One of the most significant issues of middle-aged physicians is boredom. Perhaps you miss that dopamine rush that comes with repeatedly doing tasks and procedures. For example, I enjoyed treating erectile dysfunction using an inflatable penile implant. After conducting more than 3000 of these procedures, I became bored with the operation. I shifted my focus to female sexual dysfunction, a condition in its infancy where I was able to learn the management of these patients and was able to market my interest and knowledge on my website, writing articles for local publications and making multiple TV appearances to discuss the topic with the public. If you can do something interesting, this will lessen the boredom and will allow you to learn and grow.


Making a career change


Our medical practice would be completely fulfilling, meaningful, and intrinsically motivating in a perfect world. If you’re stuck in a practice you once loved, but your heart isn’t in it anymore, then maybe it is time to consider a career change and even make a dramatic move. When experiencing one or more signs of burnout, that may be the time to make a change. If you stay disconnected at work, you can anticipate that the quality of your work will decline, your patient satisfaction scores will plummet, and your online reviews will drop. While many doctors say it’s the income that keeps them in an unfulfilled job, quite often, the loss of autonomy and loss of control that is the motivation for changing careers. Changing careers in midlife and leaving your comfort zone is intimidating, but making a change can be challenging, exciting, and even rewarding. After just a few months in a new career, many doctors who change careers state, “I should have done this sooner!”

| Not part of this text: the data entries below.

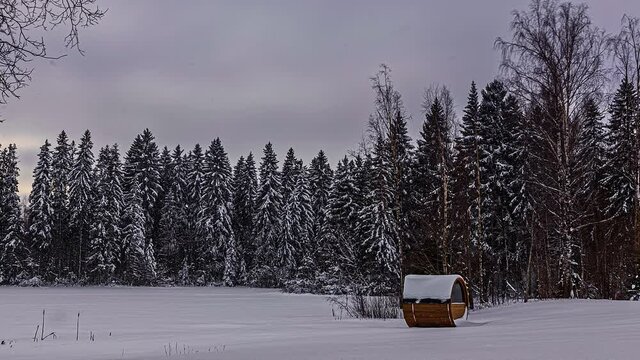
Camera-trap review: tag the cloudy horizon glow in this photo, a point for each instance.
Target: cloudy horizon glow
(290, 72)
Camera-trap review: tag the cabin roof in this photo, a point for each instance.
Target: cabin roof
(435, 287)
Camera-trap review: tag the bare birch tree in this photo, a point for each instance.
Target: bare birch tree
(555, 61)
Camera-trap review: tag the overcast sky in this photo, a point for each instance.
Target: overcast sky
(295, 73)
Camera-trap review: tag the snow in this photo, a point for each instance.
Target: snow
(437, 287)
(241, 323)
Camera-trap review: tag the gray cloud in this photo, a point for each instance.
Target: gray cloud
(291, 72)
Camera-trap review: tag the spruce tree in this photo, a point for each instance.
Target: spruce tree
(40, 214)
(219, 251)
(320, 176)
(245, 185)
(379, 223)
(621, 170)
(296, 226)
(344, 207)
(142, 165)
(15, 261)
(467, 187)
(141, 258)
(268, 220)
(174, 220)
(105, 235)
(62, 161)
(432, 196)
(195, 233)
(81, 198)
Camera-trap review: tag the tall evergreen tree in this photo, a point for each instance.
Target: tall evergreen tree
(297, 225)
(142, 165)
(15, 261)
(245, 185)
(174, 221)
(62, 162)
(40, 214)
(141, 263)
(467, 187)
(378, 223)
(432, 181)
(105, 234)
(195, 234)
(268, 220)
(81, 198)
(220, 251)
(620, 181)
(320, 177)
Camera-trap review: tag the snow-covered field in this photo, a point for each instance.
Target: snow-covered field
(224, 323)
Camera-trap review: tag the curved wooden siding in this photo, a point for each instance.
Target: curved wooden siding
(427, 315)
(435, 314)
(458, 310)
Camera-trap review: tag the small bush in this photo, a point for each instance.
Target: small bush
(367, 307)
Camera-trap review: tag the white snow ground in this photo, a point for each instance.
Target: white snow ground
(240, 323)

Ignite your passion outside of work


It might be a hobby you haven’t had time for or a side hustle where you can experiment with innovative or entrepreneurial ideas you have put on the back burner. Having an outlet outside of clinical practice can counterbalance the monotony of clinical medicine. These new endeavors can have positive spillover effects, providing energy and inspiration to overcome the blahs.

For example, my hobby is magic, and I have taken lessons from a local magic teacher. I started doing shows at local schools using magic to teach about the dangers of drug and alcohol abuse. This offers me almost as much gratification as providing care for patients.

Bottom Line: Having blahs at mid-career is common and contributes to burnout. There are options available to all of us. There is no perfect time to make adjustments in your career. But think, if not now, when?”